No rest for Botany's struggling truckies

Port Botany truckies forced to work 20 hours straight and use vehicles as makeshift homes just to survive, TWU claims

No rest for Botany's struggling truckies
No rest for Botany's struggling truckies
By Brad Gardner | January 12, 2010

Truck drivers at Port Botany are being forced to work 20 hours straight and use their cabs as makeshift homes just to survive, according to the Transport Workers Union.

The TWU has released the findings of its investigations into the running of Sydney’s ports, with union boss Tony Sheldon saying the findings show drivers are being treated as "second-class citizens".

Sheldon claims as many as 60 drivers a day have to work at least 15 to 16 hours and break road laws due to economic pressure from clients.

"We have other drivers sleeping in their trucks because they are working 18 to 20 hours straight and can’t afford time off because they can’t afford the fuel home," Sheldon says.

"It is stain on our national economy when we have drivers sleeping in their trucks around Port Botany because they can’t afford to drive them home for the night."

According to Sheldon, many drivers are also denied penalty rates for evening and weekend work and queuing times at the port.

He says this forces many to work longer to try and make up for lost time.

The alarming findings forced the Rudd Government to reiterate its support for an overhaul of pay methods in the industry to end unsafe practices.

Deputy Prime Minister and Industrial Relations Minister Julia Gillard says there is a relationship between on-road behaviour and rates of pay.

"How you pay the truck drivers induces behaviour; whether they drive safely or whether they push themselves to drive long hours because it’s the only way that they’re going to get paid," Gillard says.

"So we want to make sure that the system of pay, what’s called ‘safe rates’, is a system that’s actually leading to good behaviour on our roads."

Gillard last year established a group made up of employer and employee representatives to develop a new pay system to ensure drivers adequately recover costs.

As well as the TWU, the group includes the Victorian Transport Association, the Queensland Trucking Association, Linfox and Scott’s Transport.

The TWU wants a tribunal established capable of ruling on what constitutes a ‘safe rate’ and safe working conditions.

"Clients have drivers over the barrel and exercise their power in way[s] that can only be described as immoral," Sheldon says.

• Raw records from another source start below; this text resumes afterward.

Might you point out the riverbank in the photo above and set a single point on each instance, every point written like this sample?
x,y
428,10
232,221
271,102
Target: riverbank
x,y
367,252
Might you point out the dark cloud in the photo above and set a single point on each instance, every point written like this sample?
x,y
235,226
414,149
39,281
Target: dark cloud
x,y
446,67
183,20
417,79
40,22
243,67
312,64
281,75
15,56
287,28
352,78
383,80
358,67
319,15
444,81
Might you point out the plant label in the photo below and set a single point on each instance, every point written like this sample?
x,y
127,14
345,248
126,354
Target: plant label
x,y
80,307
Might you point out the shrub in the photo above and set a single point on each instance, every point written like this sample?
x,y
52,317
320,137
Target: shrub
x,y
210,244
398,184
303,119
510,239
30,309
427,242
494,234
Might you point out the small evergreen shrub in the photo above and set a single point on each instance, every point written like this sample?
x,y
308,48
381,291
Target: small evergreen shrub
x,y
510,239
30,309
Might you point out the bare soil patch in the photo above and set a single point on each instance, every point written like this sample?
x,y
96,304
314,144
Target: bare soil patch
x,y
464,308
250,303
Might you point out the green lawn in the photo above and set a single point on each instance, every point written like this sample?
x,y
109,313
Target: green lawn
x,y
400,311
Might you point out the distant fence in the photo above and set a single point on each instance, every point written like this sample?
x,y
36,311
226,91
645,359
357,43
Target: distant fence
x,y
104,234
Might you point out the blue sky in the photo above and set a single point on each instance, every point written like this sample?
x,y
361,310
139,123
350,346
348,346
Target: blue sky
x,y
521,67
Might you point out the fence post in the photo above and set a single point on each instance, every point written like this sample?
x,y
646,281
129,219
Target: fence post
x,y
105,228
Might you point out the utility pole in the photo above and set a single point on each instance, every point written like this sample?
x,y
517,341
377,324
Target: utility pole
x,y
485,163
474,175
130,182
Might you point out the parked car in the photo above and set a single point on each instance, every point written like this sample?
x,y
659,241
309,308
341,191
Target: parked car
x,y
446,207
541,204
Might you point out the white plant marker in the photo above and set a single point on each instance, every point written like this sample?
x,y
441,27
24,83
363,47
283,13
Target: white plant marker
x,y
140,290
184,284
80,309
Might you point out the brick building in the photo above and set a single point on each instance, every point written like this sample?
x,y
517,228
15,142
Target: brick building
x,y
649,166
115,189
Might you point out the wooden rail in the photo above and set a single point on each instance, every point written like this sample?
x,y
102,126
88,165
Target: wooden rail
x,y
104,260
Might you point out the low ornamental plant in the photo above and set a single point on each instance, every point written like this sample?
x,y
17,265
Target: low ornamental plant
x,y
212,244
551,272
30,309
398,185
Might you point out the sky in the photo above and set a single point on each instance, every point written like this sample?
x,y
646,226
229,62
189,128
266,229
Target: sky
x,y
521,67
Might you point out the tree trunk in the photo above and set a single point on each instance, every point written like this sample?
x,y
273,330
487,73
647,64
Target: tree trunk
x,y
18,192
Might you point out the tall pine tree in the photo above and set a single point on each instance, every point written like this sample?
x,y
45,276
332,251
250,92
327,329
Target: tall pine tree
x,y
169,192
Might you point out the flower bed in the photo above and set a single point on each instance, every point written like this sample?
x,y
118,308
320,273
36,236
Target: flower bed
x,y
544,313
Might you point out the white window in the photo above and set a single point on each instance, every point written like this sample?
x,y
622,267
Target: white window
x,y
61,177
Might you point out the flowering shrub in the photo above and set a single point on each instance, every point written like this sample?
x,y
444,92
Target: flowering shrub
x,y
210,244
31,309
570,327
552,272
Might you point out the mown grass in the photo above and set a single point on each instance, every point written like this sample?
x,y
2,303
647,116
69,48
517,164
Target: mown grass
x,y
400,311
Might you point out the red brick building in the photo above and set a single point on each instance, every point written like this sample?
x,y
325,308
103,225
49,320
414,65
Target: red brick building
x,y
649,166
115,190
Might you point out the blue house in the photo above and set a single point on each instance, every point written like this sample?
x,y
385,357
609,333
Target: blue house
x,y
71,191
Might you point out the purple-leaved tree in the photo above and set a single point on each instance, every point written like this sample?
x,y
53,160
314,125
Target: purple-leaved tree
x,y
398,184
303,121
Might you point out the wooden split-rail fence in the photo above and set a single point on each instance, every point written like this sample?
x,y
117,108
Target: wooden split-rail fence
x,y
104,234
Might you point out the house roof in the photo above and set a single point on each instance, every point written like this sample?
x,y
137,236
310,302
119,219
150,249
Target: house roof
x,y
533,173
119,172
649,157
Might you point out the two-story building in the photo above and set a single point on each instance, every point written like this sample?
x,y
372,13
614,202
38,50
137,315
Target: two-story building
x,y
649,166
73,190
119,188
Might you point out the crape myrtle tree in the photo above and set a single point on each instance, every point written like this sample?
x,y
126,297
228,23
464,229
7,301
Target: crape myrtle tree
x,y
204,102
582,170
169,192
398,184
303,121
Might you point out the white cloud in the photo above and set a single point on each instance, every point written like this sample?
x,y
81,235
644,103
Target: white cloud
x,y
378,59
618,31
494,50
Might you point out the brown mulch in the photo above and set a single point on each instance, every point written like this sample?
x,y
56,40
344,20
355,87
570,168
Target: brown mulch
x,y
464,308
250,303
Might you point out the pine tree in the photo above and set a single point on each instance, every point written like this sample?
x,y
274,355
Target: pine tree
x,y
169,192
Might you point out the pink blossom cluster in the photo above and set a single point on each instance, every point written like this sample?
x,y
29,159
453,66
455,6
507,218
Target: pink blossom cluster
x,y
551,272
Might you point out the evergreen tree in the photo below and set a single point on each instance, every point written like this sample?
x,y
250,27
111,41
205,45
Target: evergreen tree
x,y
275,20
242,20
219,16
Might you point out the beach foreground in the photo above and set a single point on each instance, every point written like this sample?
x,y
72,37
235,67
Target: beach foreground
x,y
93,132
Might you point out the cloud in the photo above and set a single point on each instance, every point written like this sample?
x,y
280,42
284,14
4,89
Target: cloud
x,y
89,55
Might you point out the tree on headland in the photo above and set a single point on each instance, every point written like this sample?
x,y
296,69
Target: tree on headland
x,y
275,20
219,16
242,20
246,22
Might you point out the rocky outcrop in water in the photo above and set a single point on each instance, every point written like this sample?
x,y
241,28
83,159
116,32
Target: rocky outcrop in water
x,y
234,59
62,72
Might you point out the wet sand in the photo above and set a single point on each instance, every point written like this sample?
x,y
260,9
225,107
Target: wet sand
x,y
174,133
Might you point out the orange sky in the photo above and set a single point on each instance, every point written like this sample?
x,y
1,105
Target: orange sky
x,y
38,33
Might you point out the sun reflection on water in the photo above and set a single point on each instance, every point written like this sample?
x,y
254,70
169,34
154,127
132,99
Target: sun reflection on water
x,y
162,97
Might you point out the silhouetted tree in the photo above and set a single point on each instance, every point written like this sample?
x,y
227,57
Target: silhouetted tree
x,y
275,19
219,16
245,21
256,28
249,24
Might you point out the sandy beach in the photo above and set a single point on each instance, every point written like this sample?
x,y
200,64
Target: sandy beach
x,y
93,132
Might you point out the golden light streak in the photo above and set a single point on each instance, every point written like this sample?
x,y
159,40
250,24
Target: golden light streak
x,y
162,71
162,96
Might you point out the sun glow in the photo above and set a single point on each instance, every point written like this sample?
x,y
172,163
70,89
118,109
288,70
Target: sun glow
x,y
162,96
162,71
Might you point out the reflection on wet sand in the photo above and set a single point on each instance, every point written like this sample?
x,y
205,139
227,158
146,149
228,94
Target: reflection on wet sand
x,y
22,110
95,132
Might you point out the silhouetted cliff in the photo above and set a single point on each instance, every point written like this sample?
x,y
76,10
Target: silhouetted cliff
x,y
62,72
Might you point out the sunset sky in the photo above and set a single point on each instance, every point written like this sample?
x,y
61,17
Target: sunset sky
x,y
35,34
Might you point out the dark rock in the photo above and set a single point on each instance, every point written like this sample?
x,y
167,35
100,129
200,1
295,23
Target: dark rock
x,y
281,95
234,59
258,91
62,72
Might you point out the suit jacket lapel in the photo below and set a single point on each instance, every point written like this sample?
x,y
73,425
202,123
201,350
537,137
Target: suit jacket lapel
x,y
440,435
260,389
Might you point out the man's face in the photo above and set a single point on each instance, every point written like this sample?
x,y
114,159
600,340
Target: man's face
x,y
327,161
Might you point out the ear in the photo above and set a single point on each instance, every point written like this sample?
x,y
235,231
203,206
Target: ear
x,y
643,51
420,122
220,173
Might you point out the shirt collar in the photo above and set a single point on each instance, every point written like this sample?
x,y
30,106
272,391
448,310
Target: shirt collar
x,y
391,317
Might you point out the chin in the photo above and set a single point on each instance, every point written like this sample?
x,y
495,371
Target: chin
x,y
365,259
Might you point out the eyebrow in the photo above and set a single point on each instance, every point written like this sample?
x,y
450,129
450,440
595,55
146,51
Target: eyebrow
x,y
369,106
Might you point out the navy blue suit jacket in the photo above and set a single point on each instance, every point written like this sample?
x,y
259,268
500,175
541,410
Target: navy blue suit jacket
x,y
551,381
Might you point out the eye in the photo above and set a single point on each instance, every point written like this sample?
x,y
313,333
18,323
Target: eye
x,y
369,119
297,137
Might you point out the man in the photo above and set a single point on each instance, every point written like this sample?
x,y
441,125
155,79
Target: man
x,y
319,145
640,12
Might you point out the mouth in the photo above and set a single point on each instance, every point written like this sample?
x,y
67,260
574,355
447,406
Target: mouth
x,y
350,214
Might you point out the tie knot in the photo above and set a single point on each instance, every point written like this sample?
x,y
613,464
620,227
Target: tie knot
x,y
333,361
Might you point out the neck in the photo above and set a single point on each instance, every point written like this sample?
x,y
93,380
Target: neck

The advisory group will look at the recommendations of the National Transport Commission’s report into remuneration in the industry which found a link between safety and pay rates.

Gillard says the group will also look at ‘safe rates’ in the context of existing state and federal regulations and the Council of Australian Governments’ (COAG) decision to establish uniform transport laws.

The group will also need to consider the recommendations of an inquiry by Lance Wright QC and Professor Michael Quinlan in 2008 that criticised current pay practices and identified low pay with poor safety.

The TWU has long argued that pressure from clients and poor pay has forced truck drivers to commit unsafe practices.

It wants urgent action from the Government to reform the industry and last year began a new campaign of planting crosses in public places to show how many people have died from truck-related incidents since the release of the NTC’s report.